The community of Pitumarca has three unique weaving styles: tapestry (tapiz), discontinuous warp (ticlla or scaffold weaving), and a supplementary technique using multicolored floral and diamond patterns. This community has woven many of our ClothRoads exclusive handspinning bags (also perfect as a knitting bag).
In the 1980s, the men in Pitumarca resumed weaving an ancient tapestry technique practiced by many cultures in Peru dating back to pre-Incan times. This style of tapestry includes motifs of animals, birds, plants, and other symbols important to the narrative of the piece.
Ticlla mystified me until I took a one-day class with a weaver from Pitumarca a few years back. While I took away an understanding of the construction, what I really gained was a profound appreciation for this technique that has been used by the pre-Incan cultures of Chimu, Paracas, and Nazca. Weavers in Pitumarca and Q’eros still practice this woven form.
Last February, during the opening week of the exhibit “Weaving Lives: Transforming Textile Traditions in the Peruvian Highlands” at Colorado State University, the Pitumarca weaver Antonia Rojo Arapa demonstrated discontinuous weaving. What a pleasure it was to see her again and to meet her daughter Yanet and her mother Asunta.

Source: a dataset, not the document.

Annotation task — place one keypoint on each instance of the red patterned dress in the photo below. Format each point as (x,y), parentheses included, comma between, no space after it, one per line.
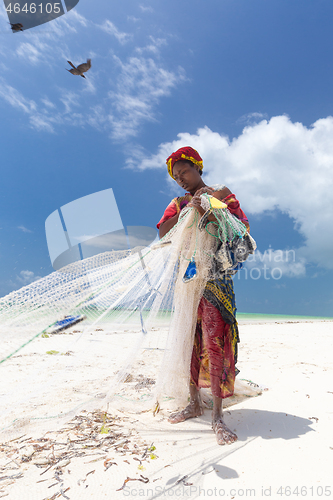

Demonstrations and Classes
I signed up for the sling braiding class. The young man did his best to teach me a simple braiding technique but to little avail. I blame it on the altitude–my brain not able to process what the left hand should be clenching while the right one flipped yarn to and fro. So instead, I watched the expert Peruvian Señor Caylloma making his special dance slings. His slings are still made from llama fiber, just as the ancient Andean ones were made during Incan times. Besides ceremonial or dance slings, simple ones are used to control animals as well as to secure their bundles onto the backs of llamas.
First time ever to leave Indian soil, weaver Dayalal Kudecha from Bhuj, entranced many weavers and non-ones alike with his loom, designs, and woven shawls. So unlike anything they had seen before.
Representing the Navajo Nation, Barbara Teller Ornelas, fifth generation Two Grey Hills weaver, enchanted all with her storytelling of her heritage, lands, and people.
Creative and Colorful
I’m pretty sure that some artisans stretched their traditional dress perhaps a bit far from mainstream. No matter—they were magnificent.
Color abounded as did stretching one’s creativity. The Peruvian weavers took workshops too. They attended sessions on marketing strategies, product development and design. American Mimi Robinson had 200 weavers stretching their color world into designing new striping palettes. Once they had yarn in their hands and started wrapping, they didn’t want to stop.
No dullness here!
Many weavers I’ve spoken with back in the U.S. have said how much they wanted to attend this year and are planning to go to the next one. And my reply has been, “I don’t think there will be another one.” But we learned that Mexico is going to pick up the baton (or in weaving lingo “batten”) and host the next Tinkuy in 2015. Just a few years before the weavers of the world will be back together again.